What’s provided does conform to my client’s requirements, and they were able to use the technique to integrate the solution into their existing system, but I find quite a few deficiencies to the solution as it currently exists.

  • Lack of Error Checking. This is all over the place. A bucket name is absolutely required, but not ensured, the PHP script doesn’t ensure that the result of putObject indicates success, and even if it did, AppleScript and FileMaker do nothing to check this. Many things could go wrong with this solution and very few of them are checked for.
  • Proliferation of Global Fields. Most of the global fields exist only to pass information to AppleScript. There’s no direct method for passing information from FileMaker to AppleScript, so the option is to either embed the information in a calculated AppleScript or use AppleScript to grab information from FileMaker fields.
  • Overly Permissive Security. The FileMaker script allows the proceedure to work if the user is logged in as either the authorized user or a developer. The later should only be an option during development, not after deployment.

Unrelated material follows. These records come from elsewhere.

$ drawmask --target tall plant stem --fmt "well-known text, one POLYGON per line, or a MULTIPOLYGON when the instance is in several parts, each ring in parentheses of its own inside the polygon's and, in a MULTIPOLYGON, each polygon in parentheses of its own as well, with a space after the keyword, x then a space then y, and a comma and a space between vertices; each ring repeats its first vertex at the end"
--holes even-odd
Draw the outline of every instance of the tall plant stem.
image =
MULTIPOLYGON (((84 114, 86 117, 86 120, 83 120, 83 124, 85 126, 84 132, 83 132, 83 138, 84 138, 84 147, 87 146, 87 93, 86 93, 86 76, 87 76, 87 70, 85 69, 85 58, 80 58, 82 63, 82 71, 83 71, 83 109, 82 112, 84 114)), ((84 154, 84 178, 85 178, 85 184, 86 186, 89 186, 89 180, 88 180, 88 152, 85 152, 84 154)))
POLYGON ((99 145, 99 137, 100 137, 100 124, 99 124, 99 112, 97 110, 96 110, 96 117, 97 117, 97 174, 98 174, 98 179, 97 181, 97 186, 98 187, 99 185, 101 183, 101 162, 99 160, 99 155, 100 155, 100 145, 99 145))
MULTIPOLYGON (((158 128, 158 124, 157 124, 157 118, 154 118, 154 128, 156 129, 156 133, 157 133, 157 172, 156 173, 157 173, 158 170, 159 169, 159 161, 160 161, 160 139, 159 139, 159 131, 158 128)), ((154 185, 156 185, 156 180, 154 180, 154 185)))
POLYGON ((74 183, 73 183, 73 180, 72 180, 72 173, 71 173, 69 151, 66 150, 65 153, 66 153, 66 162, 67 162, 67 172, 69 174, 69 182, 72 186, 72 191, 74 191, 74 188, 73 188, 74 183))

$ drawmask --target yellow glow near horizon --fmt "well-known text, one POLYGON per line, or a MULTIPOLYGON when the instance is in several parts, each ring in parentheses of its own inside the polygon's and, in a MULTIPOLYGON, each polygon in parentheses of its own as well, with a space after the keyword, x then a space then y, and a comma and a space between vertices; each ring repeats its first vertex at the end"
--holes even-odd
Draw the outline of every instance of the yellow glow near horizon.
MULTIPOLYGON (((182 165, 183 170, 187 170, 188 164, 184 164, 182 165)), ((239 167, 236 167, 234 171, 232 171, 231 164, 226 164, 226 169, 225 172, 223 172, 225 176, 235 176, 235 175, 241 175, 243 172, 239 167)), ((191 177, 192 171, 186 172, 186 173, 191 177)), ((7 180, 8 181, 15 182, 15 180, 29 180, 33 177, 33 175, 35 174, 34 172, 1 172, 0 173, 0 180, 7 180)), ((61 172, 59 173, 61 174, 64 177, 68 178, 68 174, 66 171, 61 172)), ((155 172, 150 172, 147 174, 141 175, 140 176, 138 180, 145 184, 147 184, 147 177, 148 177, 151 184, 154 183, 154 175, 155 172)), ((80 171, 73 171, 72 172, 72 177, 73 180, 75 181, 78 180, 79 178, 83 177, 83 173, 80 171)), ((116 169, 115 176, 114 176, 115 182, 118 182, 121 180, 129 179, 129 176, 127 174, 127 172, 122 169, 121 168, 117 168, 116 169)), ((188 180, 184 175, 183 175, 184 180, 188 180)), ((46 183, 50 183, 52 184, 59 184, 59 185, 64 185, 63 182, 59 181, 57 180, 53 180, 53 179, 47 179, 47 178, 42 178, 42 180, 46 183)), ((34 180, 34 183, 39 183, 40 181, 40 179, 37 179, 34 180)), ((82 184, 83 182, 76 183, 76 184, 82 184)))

  • Possible Execution of Unnecessary Code. As the solution stands, the solution will likely perform many unnecessary operations. If you launch FileMaker and execute one upload followed by a second, the saving of the PHP script, the API archive and the unzipping of the API archive are all unecessary. The time to perform these isn’t enormous. My testing showed it to be about a half-second, so the user probably won’t even notice given that the upload will probably take a couple of seconds, but it’s still unnessary, and we could speed things up a bit if we did some checking and then conditionally execute those portions.
  • URL Extraction: The URL calculated and placed in the url field should be correct, but there should be some way to retrieve this from the putObject() method in PHP and use that instead of simply calculating it.
  • Lack of Use of Existing Custom Functions. I already have a custom function in my library that is platoform-aware and turns a filepath that’s returned by, for example, Get( TemporaryPath ), and converts it to a string formatted for FileMaker’s Export Field Contents script step. But I didn’t use it here because it’s much more complicated and makes use of other functions. The complexity isn’t required here because the solution already requires OS X to work (because we’re using AppleScript). But the single custom function I used here in place of that, appl.TempDirFilepath, won’t take advantage of later improvements to the code I keep elsewhere unless it’s using that code to begin with.

I plan to address these issues in a future article, but in the meantime I hope you’ve found the solution thus far helpful.